Sweep MS2 peak number

Show that few MS2 peaks are sufficient to learn candidate formula ranking.

Experiment pipeline:

  1. Edit MS2 peak config file: configs/mist_cf_canopus_nist_max_subpeak.yaml
  2. Train models: run_scripts/max_subpeak/train_mist_cf_subpeak.sh
  3. Evaluate models: run_scripts/max_subpeak/eval_models.py

Comparison with SIRIUS on test data

Compare MIST-CF and SIRIUS using a single split of NPLIB1 test data.

Experiment pipeline:

  1. Run SIRIUS prediction: run_scripts/sirius_compare/sirius_1_run.py
  2. Format SIRIUS output: run_scripts/sirius_compare/sirius_2_wrangle.py
  3. Run MIST-CF prediction: run_scripts/sirius_compare/mist_cf_1_predict.sh
  4. Evaluate performance: run_scripts/sirius_compare/eval_models.py

Prospective analysis: CASMI 2022

Compare MIST-CF and SIRIUS on CASMI-2022.

Experiment pipeline:

  1. Run SIRIUS prediction: run_scripts/casmi22_eval/run_sirius.sh
  2. Format SIRIUS output: run_scripts/casmi22_eval/wrangle_sirius.py
  3. Run MIST-CF prediction: run_scripts/casmi22_eval/run_mist_cf.sh
  4. Evaluate performance: run_scripts/casmi22_eval/eval_models.py

Analysis <a name="analysis"></a>

Analysis scripts can be found in analysis/ for evaluating model predictions analysis/evaluate_pred.py.

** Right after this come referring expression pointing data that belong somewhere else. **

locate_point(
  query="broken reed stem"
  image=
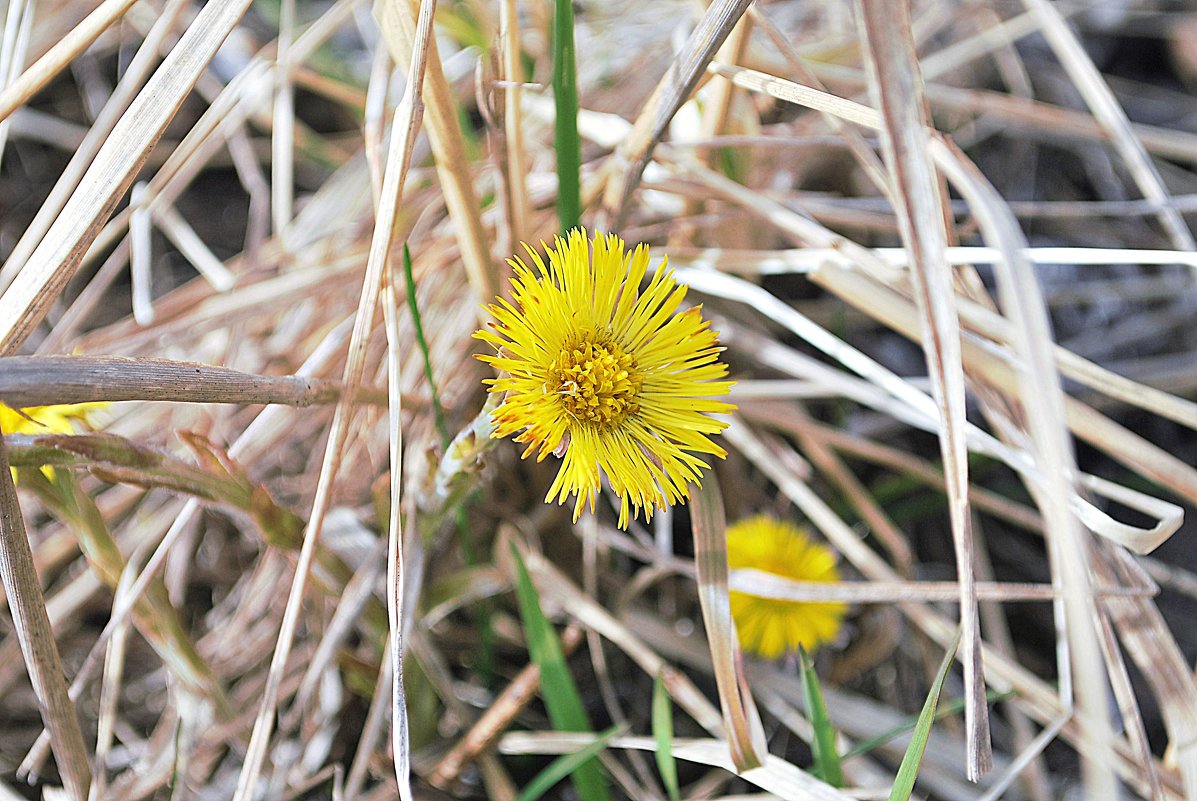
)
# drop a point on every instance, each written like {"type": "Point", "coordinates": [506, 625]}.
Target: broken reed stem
{"type": "Point", "coordinates": [50, 380]}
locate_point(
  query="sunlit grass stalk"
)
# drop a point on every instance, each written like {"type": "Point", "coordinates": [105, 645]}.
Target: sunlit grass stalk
{"type": "Point", "coordinates": [565, 96]}
{"type": "Point", "coordinates": [662, 732]}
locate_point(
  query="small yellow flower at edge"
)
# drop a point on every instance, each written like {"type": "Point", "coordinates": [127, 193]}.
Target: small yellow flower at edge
{"type": "Point", "coordinates": [771, 627]}
{"type": "Point", "coordinates": [614, 381]}
{"type": "Point", "coordinates": [46, 419]}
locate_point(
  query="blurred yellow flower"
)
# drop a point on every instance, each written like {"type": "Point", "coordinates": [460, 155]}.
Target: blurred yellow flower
{"type": "Point", "coordinates": [614, 381]}
{"type": "Point", "coordinates": [771, 627]}
{"type": "Point", "coordinates": [46, 419]}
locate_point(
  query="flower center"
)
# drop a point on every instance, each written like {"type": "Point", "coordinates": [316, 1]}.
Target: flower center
{"type": "Point", "coordinates": [596, 381]}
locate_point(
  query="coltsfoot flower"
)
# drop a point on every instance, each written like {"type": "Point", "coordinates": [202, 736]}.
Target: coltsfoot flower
{"type": "Point", "coordinates": [771, 627]}
{"type": "Point", "coordinates": [614, 381]}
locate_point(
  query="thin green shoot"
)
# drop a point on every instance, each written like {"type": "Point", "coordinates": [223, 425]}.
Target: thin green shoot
{"type": "Point", "coordinates": [565, 96]}
{"type": "Point", "coordinates": [557, 687]}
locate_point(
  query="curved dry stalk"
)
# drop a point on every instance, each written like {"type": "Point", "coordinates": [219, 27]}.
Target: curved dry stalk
{"type": "Point", "coordinates": [895, 79]}
{"type": "Point", "coordinates": [52, 380]}
{"type": "Point", "coordinates": [55, 260]}
{"type": "Point", "coordinates": [403, 129]}
{"type": "Point", "coordinates": [61, 54]}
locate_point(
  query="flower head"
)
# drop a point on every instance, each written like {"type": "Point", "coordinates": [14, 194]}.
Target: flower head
{"type": "Point", "coordinates": [770, 627]}
{"type": "Point", "coordinates": [615, 381]}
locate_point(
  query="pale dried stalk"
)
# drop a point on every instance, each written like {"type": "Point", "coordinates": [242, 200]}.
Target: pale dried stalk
{"type": "Point", "coordinates": [77, 40]}
{"type": "Point", "coordinates": [1041, 396]}
{"type": "Point", "coordinates": [283, 133]}
{"type": "Point", "coordinates": [48, 380]}
{"type": "Point", "coordinates": [520, 207]}
{"type": "Point", "coordinates": [398, 23]}
{"type": "Point", "coordinates": [56, 258]}
{"type": "Point", "coordinates": [409, 114]}
{"type": "Point", "coordinates": [741, 721]}
{"type": "Point", "coordinates": [36, 637]}
{"type": "Point", "coordinates": [403, 129]}
{"type": "Point", "coordinates": [893, 70]}
{"type": "Point", "coordinates": [669, 95]}
{"type": "Point", "coordinates": [134, 76]}
{"type": "Point", "coordinates": [17, 30]}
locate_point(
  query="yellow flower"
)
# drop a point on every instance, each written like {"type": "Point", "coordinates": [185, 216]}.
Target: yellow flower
{"type": "Point", "coordinates": [46, 419]}
{"type": "Point", "coordinates": [614, 381]}
{"type": "Point", "coordinates": [770, 627]}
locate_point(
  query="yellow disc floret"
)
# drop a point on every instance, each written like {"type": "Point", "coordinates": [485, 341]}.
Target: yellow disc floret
{"type": "Point", "coordinates": [770, 627]}
{"type": "Point", "coordinates": [596, 382]}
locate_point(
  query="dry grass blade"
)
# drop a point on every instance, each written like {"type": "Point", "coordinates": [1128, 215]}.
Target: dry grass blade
{"type": "Point", "coordinates": [1043, 399]}
{"type": "Point", "coordinates": [403, 128]}
{"type": "Point", "coordinates": [512, 116]}
{"type": "Point", "coordinates": [36, 638]}
{"type": "Point", "coordinates": [893, 66]}
{"type": "Point", "coordinates": [48, 380]}
{"type": "Point", "coordinates": [398, 20]}
{"type": "Point", "coordinates": [775, 776]}
{"type": "Point", "coordinates": [746, 738]}
{"type": "Point", "coordinates": [56, 258]}
{"type": "Point", "coordinates": [675, 86]}
{"type": "Point", "coordinates": [139, 68]}
{"type": "Point", "coordinates": [60, 55]}
{"type": "Point", "coordinates": [407, 123]}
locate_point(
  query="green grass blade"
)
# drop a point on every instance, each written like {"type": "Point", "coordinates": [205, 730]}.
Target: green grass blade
{"type": "Point", "coordinates": [418, 326]}
{"type": "Point", "coordinates": [557, 687]}
{"type": "Point", "coordinates": [662, 732]}
{"type": "Point", "coordinates": [949, 708]}
{"type": "Point", "coordinates": [822, 744]}
{"type": "Point", "coordinates": [904, 783]}
{"type": "Point", "coordinates": [565, 95]}
{"type": "Point", "coordinates": [566, 764]}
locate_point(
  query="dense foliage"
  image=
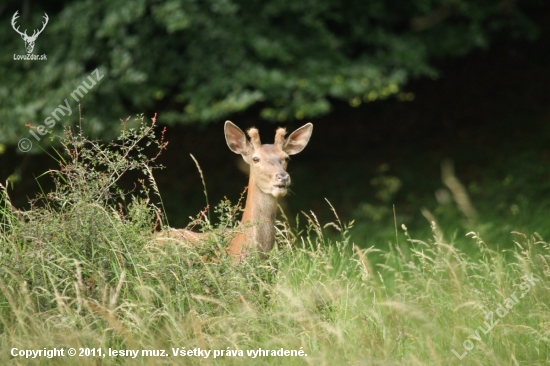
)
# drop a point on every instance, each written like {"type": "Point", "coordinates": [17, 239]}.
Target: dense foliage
{"type": "Point", "coordinates": [199, 61]}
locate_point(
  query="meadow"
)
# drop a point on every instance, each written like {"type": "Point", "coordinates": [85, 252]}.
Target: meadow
{"type": "Point", "coordinates": [82, 270]}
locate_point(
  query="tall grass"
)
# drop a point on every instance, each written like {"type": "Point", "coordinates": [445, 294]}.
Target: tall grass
{"type": "Point", "coordinates": [82, 269]}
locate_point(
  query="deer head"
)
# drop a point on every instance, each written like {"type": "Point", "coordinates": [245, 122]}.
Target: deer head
{"type": "Point", "coordinates": [268, 162]}
{"type": "Point", "coordinates": [29, 41]}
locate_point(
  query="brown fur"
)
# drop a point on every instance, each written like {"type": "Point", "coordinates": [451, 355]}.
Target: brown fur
{"type": "Point", "coordinates": [268, 181]}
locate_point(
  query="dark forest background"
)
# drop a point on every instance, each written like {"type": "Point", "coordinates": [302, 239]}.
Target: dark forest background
{"type": "Point", "coordinates": [458, 81]}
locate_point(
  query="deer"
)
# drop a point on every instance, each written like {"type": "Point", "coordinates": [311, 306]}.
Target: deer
{"type": "Point", "coordinates": [29, 41]}
{"type": "Point", "coordinates": [268, 181]}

Additional analyses used for figure generation were conducted in notebooks/.

Citations <a name="citations"></a>

If you use this repository, please consider citing both our work and the original SIRIUS papers, as we still rely on their deterministic tool for formula enumerations:


@article{doi:10.1021/acs.jcim.3c01082,
        author = {Goldman, Samuel and Xin, Jiayi and Provenzano, Joules and Coley, Connor W.},
        title = {MIST-CF: Chemical Formula Inference from Tandem Mass Spectra},
        journal = {Journal of Chemical Information and Modeling},
        doi = {10.1021/acs.jcim.3c01082},
        URL = {https://doi.org/10.1021/acs.jcim.3c01082},
}

  1. Böcker, Sebastian, et al. "SIRIUS: decomposing isotope patterns for metabolite identification." Bioinformatics 25.2 (2009): 218-224.
  2. Dührkop, Kai, et al. "SIRIUS 4: a rapid tool for turning tandem mass spectra into metabolite structure information." Nature methods 16.4 (2019): 299-302.